La Gazette, numéro 45
Sphinx marrant
"L'association Desailly-Silvestre dans l'axe central a très bien marché, mais cela ne leur donne pas de droits. Demain, j'espère me féliciter du retour de Frank Lebœuf. Je suis également très content de Youri Djorkaeff qui a prouvé qu'il avait toujours le niveau, mais cela ne veut pas dire que je l'appellerai demain. C'est la souplesse et l'ouverture qui me guident" (AFP 26/04/01). Roger Lemerre nous laisse à nos supputations, il n'a pas l'air de se poser les mêmes questions que la plupart des journalistes, qu'il embarrasse considérablement.
C'est vrai que parfois il ressemble à l'accompagnateur de l'équipe de France, ou à son biographe, avec ses propos d'observateur un peu émerveillé (ou de "premier supporter", selon ses propres termes). En tout cas, Lemerre est certainement le meilleur "commentateur" des Bleus. On ne va pas prendre le travers de ceux qui voient en lui un ahuri, alors que c'est probablement un sage dans un monde de flûte. On n'a pas à s'en faire, tant que c'est "la souplesse et l'ouverture" qui le guident.
Rengaines
Pendant des années, on a entendu que Pirès devait vraiment prendre une autre dimension. Maintenant, on va entendre pendant des années que Pires a vraiment pris une autre dimension.
Tellement meilleur en bleu qu'en blues
Desailly perd-il son temps dans un club de Chelsea qui lui va assez bien avec son profil de grand bourgeois mais qui ne lui a pas rapporté les titres espérés? Le grand Marcel apparaît même parfois débordé au sein de sa défense, à mille lieues de son niveau en sélection, comme ce week-end avec une nouvelle défaite contre Leeds. Un petit déménagement serait peut-être judicieux, mais il doit offrir les meilleures garanties à un an de la Coupe du monde. Un retour en France serait idéal à cet égard, mais le défenseur a des prétentions financières (entre autres) très élevées et lui-même semble considérer un tel retour comme impossible selon certaines lois économique intangibles. Dommage pour Marseille?
Eternel recommencement
Boban est annoncé par le Journal du dimanche comme ayant signé à L'OM pour la saison prochaine. C'est à l'annonce de cette rumeur (déjà démentie par Tapie) que nous repensons à l'une de nos archives, datée du 16 mai 1992. Ce jour-là, L'Equipe publiait son traditionnel tableau des transferts et désignait comme "transfert définitif" celui de Boban à Marseille.
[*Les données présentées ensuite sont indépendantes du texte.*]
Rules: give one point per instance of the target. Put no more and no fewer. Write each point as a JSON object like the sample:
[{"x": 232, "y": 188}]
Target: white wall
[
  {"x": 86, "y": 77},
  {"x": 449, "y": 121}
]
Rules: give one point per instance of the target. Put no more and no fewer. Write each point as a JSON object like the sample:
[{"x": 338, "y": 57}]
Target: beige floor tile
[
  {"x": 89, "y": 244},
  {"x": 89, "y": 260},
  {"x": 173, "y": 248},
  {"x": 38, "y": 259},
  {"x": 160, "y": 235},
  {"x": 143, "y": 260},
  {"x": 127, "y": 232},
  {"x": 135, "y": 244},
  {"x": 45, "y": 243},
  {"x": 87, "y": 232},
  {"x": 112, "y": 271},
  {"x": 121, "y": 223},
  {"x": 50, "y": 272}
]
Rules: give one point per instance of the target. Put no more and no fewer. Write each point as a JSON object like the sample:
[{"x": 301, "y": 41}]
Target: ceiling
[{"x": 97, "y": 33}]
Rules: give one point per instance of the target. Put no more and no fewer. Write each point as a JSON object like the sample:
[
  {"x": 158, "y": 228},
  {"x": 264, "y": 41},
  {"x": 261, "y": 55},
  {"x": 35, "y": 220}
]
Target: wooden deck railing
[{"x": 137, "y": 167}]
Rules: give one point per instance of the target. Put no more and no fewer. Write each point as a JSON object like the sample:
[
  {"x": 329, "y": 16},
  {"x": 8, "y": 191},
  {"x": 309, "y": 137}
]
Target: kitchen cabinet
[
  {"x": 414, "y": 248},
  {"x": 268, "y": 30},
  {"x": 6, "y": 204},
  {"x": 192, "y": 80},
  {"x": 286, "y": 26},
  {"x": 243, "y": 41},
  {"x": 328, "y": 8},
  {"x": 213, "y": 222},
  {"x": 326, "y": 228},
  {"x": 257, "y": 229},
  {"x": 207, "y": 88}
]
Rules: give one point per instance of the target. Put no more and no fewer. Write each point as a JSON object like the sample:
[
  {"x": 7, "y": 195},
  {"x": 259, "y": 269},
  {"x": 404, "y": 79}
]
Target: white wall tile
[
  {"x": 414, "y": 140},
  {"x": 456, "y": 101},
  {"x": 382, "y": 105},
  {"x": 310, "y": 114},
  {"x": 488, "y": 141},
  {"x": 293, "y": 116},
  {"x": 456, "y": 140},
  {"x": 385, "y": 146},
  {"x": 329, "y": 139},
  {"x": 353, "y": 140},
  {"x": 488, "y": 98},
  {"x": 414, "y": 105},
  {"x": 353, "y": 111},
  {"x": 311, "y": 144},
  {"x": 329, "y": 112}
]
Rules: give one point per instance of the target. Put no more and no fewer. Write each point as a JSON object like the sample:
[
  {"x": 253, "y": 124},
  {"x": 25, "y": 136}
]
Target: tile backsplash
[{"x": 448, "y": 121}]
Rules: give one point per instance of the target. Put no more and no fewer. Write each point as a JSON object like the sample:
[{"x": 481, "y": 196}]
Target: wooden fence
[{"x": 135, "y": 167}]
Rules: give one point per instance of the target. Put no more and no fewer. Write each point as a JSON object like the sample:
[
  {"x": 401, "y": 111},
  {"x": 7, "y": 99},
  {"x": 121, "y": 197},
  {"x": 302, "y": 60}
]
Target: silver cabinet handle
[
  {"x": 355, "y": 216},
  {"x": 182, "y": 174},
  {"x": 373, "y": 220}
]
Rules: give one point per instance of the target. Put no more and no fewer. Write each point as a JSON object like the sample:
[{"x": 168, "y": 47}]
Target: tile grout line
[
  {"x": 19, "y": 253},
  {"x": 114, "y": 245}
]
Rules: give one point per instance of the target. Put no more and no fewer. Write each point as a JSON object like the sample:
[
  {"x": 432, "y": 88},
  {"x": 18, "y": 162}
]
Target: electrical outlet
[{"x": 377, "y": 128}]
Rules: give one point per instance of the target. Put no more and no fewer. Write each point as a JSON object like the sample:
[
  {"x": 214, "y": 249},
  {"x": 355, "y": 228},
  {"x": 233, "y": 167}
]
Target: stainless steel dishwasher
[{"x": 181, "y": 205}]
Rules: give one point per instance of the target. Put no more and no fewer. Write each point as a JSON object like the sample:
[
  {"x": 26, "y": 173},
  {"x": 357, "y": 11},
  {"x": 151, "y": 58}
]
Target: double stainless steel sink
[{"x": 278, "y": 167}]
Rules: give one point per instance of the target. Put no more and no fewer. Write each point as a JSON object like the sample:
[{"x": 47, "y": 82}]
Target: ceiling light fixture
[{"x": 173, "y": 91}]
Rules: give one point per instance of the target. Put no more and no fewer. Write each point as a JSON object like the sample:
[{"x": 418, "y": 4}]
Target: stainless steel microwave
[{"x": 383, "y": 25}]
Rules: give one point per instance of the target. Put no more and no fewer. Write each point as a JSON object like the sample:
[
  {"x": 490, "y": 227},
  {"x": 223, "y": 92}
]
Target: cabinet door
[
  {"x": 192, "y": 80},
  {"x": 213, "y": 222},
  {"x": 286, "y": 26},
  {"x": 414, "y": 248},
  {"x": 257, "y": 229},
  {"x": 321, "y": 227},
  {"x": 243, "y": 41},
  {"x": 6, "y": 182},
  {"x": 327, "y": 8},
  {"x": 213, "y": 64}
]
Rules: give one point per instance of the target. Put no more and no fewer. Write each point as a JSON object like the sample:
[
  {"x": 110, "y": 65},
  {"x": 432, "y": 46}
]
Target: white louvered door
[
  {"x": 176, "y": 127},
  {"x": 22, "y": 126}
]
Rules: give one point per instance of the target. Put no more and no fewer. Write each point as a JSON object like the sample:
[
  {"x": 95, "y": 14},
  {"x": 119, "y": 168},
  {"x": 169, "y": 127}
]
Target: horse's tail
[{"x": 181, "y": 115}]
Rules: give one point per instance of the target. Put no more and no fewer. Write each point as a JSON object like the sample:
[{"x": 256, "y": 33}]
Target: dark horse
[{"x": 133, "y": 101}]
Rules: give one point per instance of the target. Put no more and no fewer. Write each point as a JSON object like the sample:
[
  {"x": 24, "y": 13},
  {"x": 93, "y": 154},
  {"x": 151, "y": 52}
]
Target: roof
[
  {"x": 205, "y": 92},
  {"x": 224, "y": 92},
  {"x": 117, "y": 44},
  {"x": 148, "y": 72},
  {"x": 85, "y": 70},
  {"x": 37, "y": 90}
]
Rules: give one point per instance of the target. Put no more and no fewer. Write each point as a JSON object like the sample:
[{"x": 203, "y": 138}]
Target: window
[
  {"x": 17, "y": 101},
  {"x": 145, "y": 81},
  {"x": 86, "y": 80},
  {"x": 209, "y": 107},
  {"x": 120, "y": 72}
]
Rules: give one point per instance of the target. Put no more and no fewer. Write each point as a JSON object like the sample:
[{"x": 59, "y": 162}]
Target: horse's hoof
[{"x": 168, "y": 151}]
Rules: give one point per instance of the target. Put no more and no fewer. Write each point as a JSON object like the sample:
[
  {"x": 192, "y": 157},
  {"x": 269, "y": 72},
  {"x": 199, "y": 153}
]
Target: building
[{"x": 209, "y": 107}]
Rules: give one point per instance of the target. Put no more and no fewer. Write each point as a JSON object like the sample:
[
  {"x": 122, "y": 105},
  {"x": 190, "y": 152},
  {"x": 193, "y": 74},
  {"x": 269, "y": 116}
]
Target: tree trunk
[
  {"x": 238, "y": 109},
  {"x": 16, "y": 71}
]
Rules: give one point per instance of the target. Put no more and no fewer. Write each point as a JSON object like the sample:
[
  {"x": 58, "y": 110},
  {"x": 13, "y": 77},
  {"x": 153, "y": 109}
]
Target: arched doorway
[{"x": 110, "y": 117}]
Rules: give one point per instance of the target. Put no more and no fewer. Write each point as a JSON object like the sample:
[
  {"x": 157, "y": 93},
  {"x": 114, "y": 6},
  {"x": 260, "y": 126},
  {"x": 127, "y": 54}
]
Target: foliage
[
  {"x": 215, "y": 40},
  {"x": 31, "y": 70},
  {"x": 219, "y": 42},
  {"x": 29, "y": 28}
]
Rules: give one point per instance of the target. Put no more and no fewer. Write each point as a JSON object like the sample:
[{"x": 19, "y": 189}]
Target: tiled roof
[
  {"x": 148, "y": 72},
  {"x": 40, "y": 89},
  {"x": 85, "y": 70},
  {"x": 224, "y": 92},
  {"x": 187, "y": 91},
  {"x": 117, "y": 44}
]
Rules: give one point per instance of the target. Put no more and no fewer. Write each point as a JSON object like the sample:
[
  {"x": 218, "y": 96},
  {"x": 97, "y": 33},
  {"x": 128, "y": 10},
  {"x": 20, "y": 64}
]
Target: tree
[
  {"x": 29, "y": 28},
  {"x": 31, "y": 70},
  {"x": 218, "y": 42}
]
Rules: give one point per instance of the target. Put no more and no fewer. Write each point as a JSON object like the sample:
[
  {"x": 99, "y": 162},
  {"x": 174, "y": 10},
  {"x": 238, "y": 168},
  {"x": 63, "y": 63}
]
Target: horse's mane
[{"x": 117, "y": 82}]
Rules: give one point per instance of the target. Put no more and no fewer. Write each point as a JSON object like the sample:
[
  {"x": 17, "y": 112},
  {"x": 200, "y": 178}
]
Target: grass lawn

C'est bien sûr le Milan AC qui allait arracher à Bari son jeune Croate, que l'équipe de Tapie retrouverait au Stade olympique de Munich.
Mais ce n'est pas le plus drôle, car dans cette même catégorie des transferts définitifs, figure également… Zidane lui-même, en provenance de Cannes. Pour finir, Blanc (Naples) est évoqué comme recrue possible, en compagnie de Skuhravy (Genoa) et Omam-Biyik (Cannes). Parmi les joueurs annoncés par ce tableau magique, seuls le Camerounais et deux Nantais devenus célèbres pour des raisons différentes viendront effectivement renforcer le club. Le texte de commentaire est lui aussi assez savoureux: "L'OM s'occupe de son banc de touche en engageant des joueurs Omam-Biyik, Zidane, Eydelie et Desailly". Déjà sous surveillance de la DNCG, le club marseillais se "contentera" des arrivées de Völler, Thomas, Boksic (retour de prêt à Cannes), Barthez et Martin-Vasquez, pour une saison qui est restée dans les mémoires.
L'histoire repasse donc certains plats, même un peu froids.
Superstar
Jean-Michel Aulas n'a pas que des ennemis dans les médias, et il a tout récemment bénéficié d'un article de quatre pleines pages, dont une photo à la limite du poster à accrocher au-dessus de son lit, et une interview sans aucune question dérangeante sur ses récentes interventions concernant l'arbitrage. Ce texte admiratif qui rend hommage à ce patron-modèle n'a pas été publié dans Les Echos, La Tribune ou Capital, mais dans France Football mardi dernier.
C'est ce qu'on adore dans le journalisme sportif, qui est avant tout un journalisme de révérence, pour paraphraser Serge Halimi*. Comment un journaliste peut-il décemment passer sous silence ce qui a médiatisé le président lyonnais ces derniers mois (sans oublier son implication dans les déboires actuels de la Ligue)? Une pareille complaisance est en effet bien utile pour restaurer un peu une image très dégradée. Elle ressemble terriblement à un service rendu, dans une période difficile, à un "président tout puissant" dont le portrait, sérieusement expurgé, est bien moins critique que son titre le suggérait.
* Serge Halimi, Les nouveaux chiens de garde, Raisons d'agir Editions.